Buying a cottage: Top five questions to ask

(NC) — Cottage season officially begins after Victoria Day on 25 May 2012. Cottaging is arguably the favourite summer pastime of many Canadians, so it's no surprise that at some point many Canadians consider purchasing a cottage of their own.


And while many think of their cottage as a solid real estate investment, purchasing a cottage without doing all your homework can lead to serious headaches.


Before rushing to buy, Richard Harrison, the cottage finance expert at Meridian, Ontario's largest credit union, suggests there are five key questions to ask yourself before diving in to cottage ownership.

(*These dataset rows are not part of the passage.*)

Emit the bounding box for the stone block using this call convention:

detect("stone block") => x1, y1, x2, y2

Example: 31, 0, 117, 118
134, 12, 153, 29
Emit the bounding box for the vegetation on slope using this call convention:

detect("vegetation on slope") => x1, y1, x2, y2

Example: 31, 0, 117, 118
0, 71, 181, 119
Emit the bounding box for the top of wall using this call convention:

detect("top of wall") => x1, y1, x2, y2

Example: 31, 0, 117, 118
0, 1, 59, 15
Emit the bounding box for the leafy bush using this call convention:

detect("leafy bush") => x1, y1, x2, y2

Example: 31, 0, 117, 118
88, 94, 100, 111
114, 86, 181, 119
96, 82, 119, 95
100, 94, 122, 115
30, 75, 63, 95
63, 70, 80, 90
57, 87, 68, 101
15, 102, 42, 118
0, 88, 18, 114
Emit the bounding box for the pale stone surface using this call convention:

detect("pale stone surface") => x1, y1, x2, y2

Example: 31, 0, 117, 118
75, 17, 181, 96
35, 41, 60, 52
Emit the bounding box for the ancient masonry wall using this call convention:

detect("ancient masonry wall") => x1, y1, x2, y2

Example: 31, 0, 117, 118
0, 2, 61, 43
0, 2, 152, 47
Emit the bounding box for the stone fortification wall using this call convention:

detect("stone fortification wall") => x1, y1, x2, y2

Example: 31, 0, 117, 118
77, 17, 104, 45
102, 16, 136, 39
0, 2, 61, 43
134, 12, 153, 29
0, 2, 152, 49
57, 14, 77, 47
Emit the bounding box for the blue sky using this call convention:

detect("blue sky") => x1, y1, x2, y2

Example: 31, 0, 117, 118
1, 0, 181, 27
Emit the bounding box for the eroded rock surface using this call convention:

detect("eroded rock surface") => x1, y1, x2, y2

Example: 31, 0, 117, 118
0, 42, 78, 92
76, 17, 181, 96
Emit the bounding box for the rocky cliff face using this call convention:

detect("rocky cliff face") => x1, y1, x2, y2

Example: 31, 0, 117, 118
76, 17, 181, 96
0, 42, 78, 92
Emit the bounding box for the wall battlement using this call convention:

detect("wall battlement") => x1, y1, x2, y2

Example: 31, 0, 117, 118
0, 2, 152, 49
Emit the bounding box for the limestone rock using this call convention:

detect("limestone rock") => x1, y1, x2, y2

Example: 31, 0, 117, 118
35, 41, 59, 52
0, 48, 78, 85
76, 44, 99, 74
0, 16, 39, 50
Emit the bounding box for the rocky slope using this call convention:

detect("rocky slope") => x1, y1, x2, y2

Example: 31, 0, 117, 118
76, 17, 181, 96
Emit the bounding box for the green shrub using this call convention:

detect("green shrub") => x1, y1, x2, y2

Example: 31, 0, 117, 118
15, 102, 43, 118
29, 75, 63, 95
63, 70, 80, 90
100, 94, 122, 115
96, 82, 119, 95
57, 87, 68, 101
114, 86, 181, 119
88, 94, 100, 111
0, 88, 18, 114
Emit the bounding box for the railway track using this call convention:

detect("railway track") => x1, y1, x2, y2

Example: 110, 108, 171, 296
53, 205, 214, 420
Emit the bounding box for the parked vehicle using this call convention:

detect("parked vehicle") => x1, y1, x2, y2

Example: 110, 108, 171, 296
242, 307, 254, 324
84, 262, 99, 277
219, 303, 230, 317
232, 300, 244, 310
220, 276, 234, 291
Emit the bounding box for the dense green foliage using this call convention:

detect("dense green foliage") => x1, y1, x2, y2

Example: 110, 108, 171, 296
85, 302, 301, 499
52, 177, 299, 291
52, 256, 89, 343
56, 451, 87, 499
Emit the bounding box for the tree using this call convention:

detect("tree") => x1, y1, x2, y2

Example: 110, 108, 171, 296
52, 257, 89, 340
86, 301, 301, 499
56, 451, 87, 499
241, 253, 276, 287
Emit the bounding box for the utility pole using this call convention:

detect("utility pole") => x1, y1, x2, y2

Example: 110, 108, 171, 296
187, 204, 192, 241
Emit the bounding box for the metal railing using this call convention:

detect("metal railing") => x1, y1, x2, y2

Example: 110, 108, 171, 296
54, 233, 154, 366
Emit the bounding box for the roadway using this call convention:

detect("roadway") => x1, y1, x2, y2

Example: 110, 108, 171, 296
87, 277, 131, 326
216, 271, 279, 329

1. How much use will the property realistically get? Summers are short and schedules are busy. How much will the cottage actually be used? Do you plan on renting it out to supplement your income?


2. Have you considered all the costs? Similar to purchasing a home, there are costs associated with the purchase of a cottage beyond the initial price tag. Additional costs such as taxes, maintenance, and travel should all be budgeted.


3. Have you shopped around? Popular cottage destinations can lead to overheated markets. Have you done enough research and considered all the options?


4. Is it a good investment? Buying a cottage may mean that most of your savings are in real estate, does this make sense for you financially? Will the property appreciate?


5. What financing is available to you? Cottages often fall into one of two categories and not all cottages qualify for traditional mortgages. Type A properties include cottages that can be utilized all year road and have features similar to residential homes such as running water and central heating systems. Type B cottages on the other hand are classified as more rustic properties with minimal creature comforts and are often not winterized.


“Financing for Type A properties is often treated like financing a second home with traditional mortgage options applicable to them,” says Harrison. “On the other hand, most Type B properties are not eligible for traditional mortgages and instead, personal loans are often extended to finance the property.”


Harrison recommends that interested cottage buyers do their research and work with a trusted financial advisor and real estate agent to make sure their getting the best possible value in their cottage investment.